ConRetroBert, a dual-encoder framework presented in a new arXiv preprint, treats template-based retrosynthesis as a two-stage retrieval and ranking problem rather than global classification over thousands of reaction rules. The approach reports 75.4% top-1 accuracy on the USPTO-50k benchmark when fine-tuned from a leakage-controlled USPTO-Full checkpoint — a substantial jump over prior template-based methods that typically lag behind template-free models.
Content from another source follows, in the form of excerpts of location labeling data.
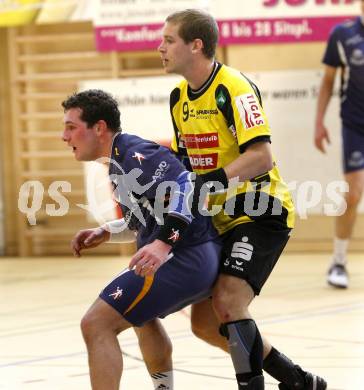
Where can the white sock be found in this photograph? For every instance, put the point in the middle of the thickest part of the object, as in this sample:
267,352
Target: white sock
163,380
340,249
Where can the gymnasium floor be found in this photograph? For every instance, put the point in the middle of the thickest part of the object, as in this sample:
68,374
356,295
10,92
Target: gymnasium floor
43,300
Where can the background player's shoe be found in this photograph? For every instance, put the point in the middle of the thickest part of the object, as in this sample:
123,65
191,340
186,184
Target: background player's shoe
310,382
337,276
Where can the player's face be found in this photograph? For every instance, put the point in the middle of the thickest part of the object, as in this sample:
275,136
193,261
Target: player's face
176,55
79,137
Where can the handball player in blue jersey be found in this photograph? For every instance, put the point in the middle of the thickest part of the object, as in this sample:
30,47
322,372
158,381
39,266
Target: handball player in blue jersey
345,51
178,250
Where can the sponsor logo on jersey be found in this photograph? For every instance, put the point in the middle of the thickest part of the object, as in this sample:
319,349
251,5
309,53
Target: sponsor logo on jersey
204,161
174,235
201,141
249,110
220,99
138,156
357,57
160,171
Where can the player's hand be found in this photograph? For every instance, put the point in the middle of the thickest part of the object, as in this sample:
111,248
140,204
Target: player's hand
150,257
321,137
88,238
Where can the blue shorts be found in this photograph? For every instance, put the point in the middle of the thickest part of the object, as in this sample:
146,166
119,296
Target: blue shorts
186,278
353,150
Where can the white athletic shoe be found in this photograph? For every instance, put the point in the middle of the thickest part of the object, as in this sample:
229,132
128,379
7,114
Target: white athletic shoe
337,276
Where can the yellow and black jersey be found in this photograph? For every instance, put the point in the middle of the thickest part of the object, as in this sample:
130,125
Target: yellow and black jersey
213,126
Template-based retrosynthesis predicts reactants by selecting an explicit reaction template from a library and applying it to the target product molecule. Each prediction is traceable to a known chemical transformation rule, which makes the approach valuable for synthesis planning. The catch has been that template libraries are long-tailed — a few rules appear frequently, thousands appear rarely — and framing template selection as a single softmax classification bottlenecks accuracy. ConRetroBert sidesteps this by splitting the task: Stage 1 uses contrastive pretraining to learn a shared embedding space between product molecules and reaction templates, then retrieves a small candidate set via dense similarity search. Stage 2 refines that candidate set with a listwise ranking objective that handles multiple valid templates per product.
On benchmarks
On USPTO-50k, Stage 2 candidate-set ranking alone lifts top-1 reaction accuracy from 50.5% to 61.3%. Adding the exponential moving average (EMA) template encoder — a slow-moving copy of the live encoder used to build the retrieval bank — pushes accuracy to 62.4% by stabilizing hard-negative mining during training. The EMA trick lets the live encoder adapt to ranking signals without invalidating the mined negatives, a common failure mode in dense retrieval systems. Fine-tuning from a USPTO-Full checkpoint (with leakage controls to prevent test-set contamination) reaches the reported 75.4% top-1 figure.
The authors note that retrieval-based template prediction is especially strong in the long tail of rare templates, and that many correct reactant predictions come from alternative valid templates rather than only the single recorded ground-truth label in the dataset. Code and data are available on GitHub.